I have the following kernel
   __global__ void filter(unsigned char *image, unsigned char *out, int n, int m)
    {
        int x = blockIdx.x * blockDim.x + threadIdx.x;
        int y = blockIdx.y * blockDim.y + threadIdx.y;
        int offset = x + y * blockDim.x * gridDim.x;
        int sumx, sumy, sumz, k, l;
        __shared__ float shared[16][16];
        shared[threadIdx.x][threadIdx.y] = image[offset];
            out[offset] = shared[threadIdx.x][threadIdx.y]; 
    }
which I am calling like filter<<<dimGrid, dimBlock>>>(dev_image, dev_out, n, m);. 

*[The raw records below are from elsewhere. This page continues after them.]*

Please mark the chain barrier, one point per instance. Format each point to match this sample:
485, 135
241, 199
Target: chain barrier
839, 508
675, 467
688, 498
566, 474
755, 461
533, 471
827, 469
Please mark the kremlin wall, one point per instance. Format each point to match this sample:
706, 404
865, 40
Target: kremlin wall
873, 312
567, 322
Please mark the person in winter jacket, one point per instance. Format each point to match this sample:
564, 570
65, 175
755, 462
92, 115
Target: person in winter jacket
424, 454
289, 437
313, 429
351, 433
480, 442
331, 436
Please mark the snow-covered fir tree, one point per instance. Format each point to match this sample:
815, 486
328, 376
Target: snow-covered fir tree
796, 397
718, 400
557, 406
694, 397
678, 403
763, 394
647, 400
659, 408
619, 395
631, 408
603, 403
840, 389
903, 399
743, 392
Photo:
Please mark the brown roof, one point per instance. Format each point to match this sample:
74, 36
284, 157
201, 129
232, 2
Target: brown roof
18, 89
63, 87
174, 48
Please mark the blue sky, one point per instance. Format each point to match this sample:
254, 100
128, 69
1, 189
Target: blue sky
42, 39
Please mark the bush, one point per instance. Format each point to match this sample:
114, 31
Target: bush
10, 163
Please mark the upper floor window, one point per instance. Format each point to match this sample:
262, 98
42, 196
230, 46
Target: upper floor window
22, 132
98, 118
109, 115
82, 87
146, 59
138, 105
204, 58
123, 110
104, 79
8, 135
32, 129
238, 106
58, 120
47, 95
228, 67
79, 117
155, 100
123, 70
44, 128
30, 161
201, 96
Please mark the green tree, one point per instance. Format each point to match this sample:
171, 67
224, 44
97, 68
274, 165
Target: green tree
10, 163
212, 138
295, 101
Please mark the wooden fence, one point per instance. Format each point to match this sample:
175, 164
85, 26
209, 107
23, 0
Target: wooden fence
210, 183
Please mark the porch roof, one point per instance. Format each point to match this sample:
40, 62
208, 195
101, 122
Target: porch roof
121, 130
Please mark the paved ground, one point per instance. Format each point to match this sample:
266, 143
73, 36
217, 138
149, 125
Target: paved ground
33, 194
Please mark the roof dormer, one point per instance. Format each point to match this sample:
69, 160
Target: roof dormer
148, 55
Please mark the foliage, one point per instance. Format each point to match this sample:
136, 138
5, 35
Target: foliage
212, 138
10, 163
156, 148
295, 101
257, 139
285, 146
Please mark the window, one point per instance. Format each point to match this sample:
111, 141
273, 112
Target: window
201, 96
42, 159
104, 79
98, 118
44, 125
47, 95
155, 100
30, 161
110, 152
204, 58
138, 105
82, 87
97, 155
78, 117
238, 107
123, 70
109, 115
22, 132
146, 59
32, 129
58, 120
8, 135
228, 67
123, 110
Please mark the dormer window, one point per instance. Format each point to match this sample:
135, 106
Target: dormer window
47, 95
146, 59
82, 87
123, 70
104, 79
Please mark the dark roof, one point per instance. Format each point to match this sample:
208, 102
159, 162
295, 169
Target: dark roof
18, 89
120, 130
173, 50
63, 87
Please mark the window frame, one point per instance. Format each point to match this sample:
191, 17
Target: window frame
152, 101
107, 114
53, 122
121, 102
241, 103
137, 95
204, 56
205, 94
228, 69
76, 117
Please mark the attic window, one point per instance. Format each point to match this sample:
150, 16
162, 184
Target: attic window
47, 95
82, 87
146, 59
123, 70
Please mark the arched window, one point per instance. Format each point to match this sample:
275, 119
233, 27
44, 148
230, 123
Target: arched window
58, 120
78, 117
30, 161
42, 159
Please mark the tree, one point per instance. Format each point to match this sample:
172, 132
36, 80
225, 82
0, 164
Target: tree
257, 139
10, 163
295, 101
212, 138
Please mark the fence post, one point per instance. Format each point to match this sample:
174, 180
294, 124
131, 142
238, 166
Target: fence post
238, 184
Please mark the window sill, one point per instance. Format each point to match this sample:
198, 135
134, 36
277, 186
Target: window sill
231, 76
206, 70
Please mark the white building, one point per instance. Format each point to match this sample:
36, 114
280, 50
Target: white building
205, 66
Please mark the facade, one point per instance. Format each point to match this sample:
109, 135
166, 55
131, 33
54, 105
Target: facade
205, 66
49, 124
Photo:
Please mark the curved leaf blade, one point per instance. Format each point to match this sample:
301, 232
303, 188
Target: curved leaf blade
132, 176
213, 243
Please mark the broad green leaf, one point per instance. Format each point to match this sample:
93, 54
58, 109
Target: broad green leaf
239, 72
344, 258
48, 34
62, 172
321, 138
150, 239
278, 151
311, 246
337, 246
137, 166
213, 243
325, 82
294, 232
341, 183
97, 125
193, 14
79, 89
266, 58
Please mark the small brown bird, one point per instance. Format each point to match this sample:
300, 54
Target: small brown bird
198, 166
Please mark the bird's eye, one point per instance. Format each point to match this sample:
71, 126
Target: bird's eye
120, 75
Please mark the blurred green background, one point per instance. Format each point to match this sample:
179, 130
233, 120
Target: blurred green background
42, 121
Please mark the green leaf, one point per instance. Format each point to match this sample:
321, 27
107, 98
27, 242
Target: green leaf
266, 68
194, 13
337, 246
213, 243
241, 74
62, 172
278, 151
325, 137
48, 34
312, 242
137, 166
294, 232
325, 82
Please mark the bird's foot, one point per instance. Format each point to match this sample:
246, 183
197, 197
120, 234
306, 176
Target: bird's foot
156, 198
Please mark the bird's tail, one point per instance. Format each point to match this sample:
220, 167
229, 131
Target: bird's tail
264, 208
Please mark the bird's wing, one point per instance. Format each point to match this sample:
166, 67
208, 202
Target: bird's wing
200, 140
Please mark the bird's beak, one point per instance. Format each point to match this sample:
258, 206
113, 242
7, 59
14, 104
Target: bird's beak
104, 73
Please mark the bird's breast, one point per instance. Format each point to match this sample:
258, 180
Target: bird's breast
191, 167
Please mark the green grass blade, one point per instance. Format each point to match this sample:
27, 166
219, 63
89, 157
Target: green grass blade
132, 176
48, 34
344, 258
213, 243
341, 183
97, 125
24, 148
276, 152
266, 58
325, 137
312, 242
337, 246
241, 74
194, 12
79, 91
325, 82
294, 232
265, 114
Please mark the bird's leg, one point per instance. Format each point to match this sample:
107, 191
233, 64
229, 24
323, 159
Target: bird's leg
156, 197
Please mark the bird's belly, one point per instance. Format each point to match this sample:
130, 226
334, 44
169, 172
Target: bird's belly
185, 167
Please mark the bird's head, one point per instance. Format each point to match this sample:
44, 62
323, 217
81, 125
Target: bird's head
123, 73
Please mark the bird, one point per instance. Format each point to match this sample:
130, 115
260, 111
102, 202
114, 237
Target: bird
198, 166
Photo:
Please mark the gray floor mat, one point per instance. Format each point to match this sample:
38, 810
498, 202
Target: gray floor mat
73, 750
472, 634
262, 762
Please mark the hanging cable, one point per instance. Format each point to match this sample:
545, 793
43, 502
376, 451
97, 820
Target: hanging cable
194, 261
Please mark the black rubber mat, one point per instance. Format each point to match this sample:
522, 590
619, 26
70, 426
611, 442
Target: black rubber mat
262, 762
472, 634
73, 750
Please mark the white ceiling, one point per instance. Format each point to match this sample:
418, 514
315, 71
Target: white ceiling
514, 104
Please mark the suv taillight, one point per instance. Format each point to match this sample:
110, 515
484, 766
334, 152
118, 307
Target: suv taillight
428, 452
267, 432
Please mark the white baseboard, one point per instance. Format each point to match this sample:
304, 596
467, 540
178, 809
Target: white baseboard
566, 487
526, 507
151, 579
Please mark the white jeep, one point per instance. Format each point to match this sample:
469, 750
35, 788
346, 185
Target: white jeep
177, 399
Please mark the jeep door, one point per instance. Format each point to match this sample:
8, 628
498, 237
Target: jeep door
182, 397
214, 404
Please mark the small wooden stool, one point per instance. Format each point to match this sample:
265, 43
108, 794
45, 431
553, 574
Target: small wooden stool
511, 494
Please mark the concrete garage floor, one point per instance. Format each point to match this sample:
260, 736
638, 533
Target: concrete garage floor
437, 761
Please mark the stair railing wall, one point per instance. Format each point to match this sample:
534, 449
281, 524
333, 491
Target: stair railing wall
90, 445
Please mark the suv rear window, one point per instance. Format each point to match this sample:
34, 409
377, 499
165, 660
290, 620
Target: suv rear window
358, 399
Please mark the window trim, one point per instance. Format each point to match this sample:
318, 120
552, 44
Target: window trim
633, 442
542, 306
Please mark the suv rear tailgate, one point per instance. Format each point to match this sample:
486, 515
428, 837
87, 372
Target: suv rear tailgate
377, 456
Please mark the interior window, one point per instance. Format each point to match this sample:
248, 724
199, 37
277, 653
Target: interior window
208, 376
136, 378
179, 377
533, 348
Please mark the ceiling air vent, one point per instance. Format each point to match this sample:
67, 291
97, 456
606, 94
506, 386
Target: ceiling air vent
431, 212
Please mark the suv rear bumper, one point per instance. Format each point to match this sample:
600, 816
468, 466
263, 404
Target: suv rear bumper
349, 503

The strange thing is that even if I comment the call to the kernel and compile, the image remain the same. Any idea why this is happening? Isn't the memory on the gpu freed?
void Draw()
{
    unsigned char *image, *out;
    int n, m;
    unsigned char *dev_image, *dev_out;
    image = readppm("maskros512.ppm", &n, &m);
    out = (unsigned char*) malloc(n*m*3);
    printf("%d %d\n",n,m );
    cudaMalloc( (void**)&dev_image, n*m*3);
    cudaMalloc( (void**)&dev_out, n*m*3);
    cudaMemcpy( dev_image, image, n*m*3, cudaMemcpyHostToDevice);
    dim3 threads( 1, 256 );
    dim3 blocks( 32, 32 );
    filter<<<blocks, threads>>>(dev_image, dev_out, n, m);
    cudaMemcpy( out, dev_out, n*m*3, cudaMemcpyDeviceToHost );
    cudaFree(dev_image);
    cudaFree(dev_out);
    glClearColor( 0.0, 0.0, 0.0, 1.0 );
    glClear( GL_COLOR_BUFFER_BIT );
    glRasterPos2f(-1, -1);
    glDrawPixels( n, m, GL_RGB, GL_UNSIGNED_BYTE, image );
    glRasterPos2i(0, -1);
    glDrawPixels( n, m, GL_RGB, GL_UNSIGNED_BYTE, out );
    glFlush();
}